Über den gut angelegten Wanderweg hatte ich nach ca. 1 h die Alphütte (1678 m) auf dem Schafboden erreicht. Ich folgte noch bis P. 1844 dem (weiss-blau-weiss) markierten Weg Richtung Wildhuser Schafberg bzw. Jöchli, bevor ich -auf Höhe eines markanten Felsabbruchs im grasigen Moor-Südwestausläufer- um diesen herum zu einer felsigen Rinne querte. Durch diese Rinne bzw. daneben im Steilgras in leichter Kletterei gegen die Moor-Südwand hinauf (hier machte ich übrigens die Erfahrung, dass es im Bergland auch auf dieser Höhe Zecken gibt, was mich dazu bewog, in der Folge weniger tief ins saftige Steilgras zu langen). Kurz vor Erreichen des Wandfusses hielt ich auf den gut sichtbaren Überhang (darunter ist der Fels auffallend schwarz gefärbt) zu. Das letzte Stück der Schrofenflanke steilt sich dabei enorm auf, die Platten in der seichten Felsrinne waren von herabfliessendem Wasser nass und moosüberzogen. Es fehlten noch wenige Meter bis zum Überhang am Fuss des Moor-Westpfeilers. Ich setzte mehrmals an, doch mein "Bauchgefühl" sagte mir, dass ich hier zwar hoch- aber evtl. nicht mehr gefahrlos runterkommen würde. Ausserdem war ich mir gar nicht mehr sicher, ob ich von dem Überhang am Wandfuss des Pfeilers überhaupt auf das Grätchen und damit oben in die Schlucht gelangen würde. Wenn überhaupt, wäre eine Überquerung der unter dem Westpfeiler abbrechenden Felsrinne eher weiter unten möglich, der Zugang müsste dann aber von weiter westlich, jenseits des von mir gewählten Sporns, erfolgen. Für einen zweiten Versuch nach Abstieg der mühsam erklommenen Höhenmeter fehlte mir an diesem Tag allerdings die Moral.

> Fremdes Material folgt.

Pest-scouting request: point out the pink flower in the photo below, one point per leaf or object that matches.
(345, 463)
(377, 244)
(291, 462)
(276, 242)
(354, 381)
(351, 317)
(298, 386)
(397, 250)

Stattdessen querte ich zunächst unter der Moor-Südwand in östliche Richtung hinauf zu P. 2036. Ich stand nun am höchsten Punkt unter den beeindruckenden Südwänden des Moors und überlegte, was ich mit dem angebrochenen Tag noch anfangen könnte. Am Ende des steil nach Südwesten abfallenden Graskamms, auf dem ich mich nun befand, ragt die Felsburg des Tristen (1922 m) auf, ein unlängst von
Delta "entdecktes" Gipfelchen, das -ähnlich wie der Zehenspitz und die Schafbergwand- dem Bergmassiv von Wildhuser Schafberg und Moor vorgelagert ist. Der tiefste Einschnitt in dem von mehreren Schichtstufen unterbrochenen Kamm zwischen Moor und Tristen diente einst als Übergang zwischen der Chreialp und dem Schafboden, möglicherweise wurde auch die breite Gipfelwiese auf dem Tristen für Zwecke der Alpwirtschaft genutzt. Aus dieser Zeit sind noch Fragmente einer Weganlage vorhanden, ebenso ein verrostetes Drahtseil, das den Auf- und Abstieg durch eine markante, mit Gras durchsetzte Felsrinne zur Gipfelwiese erleichtern soll. Das Drahtseil hängt an einem am Ausstieg der Rinne im Erdreich verankerten Metallpfosten und macht keinen besonders vertrauenswürdigen Eindruck. Aus diesem Grund habe ich es auch nicht benutzt, mit etwas Vorsicht kann die wohl immer feuchte, aber gut gestufte Rinne auch ohne Drahtseil durchstiegen werden (T5, I). Vom Ausstieg aus der Rinne folgte ich der Abbruchkante zum wenig höheren Gipfelkopf im Süden. Der Einstieg in den kurzen Felsgrat zum höchsten Punkt erfordert einen Kletterzug im II. Grad. Dank des bombenfesten Gesteins überwand ich die für einen Moment sehr luftige Stelle ohne Probleme. Auf dem höchsten Punkt hat es nicht mal einen Steinmann, geschweige denn ein Gipfelbuch - ein richtiges Gipfelgefühl mag auch nicht aufkommen. Dafür ist die Aussicht hübsch, über den "Zehenspitz" hinweg schweift der Blick zu den Churfirsten und den darüber aufragenden Gipfeln der Glarner Hochalpen.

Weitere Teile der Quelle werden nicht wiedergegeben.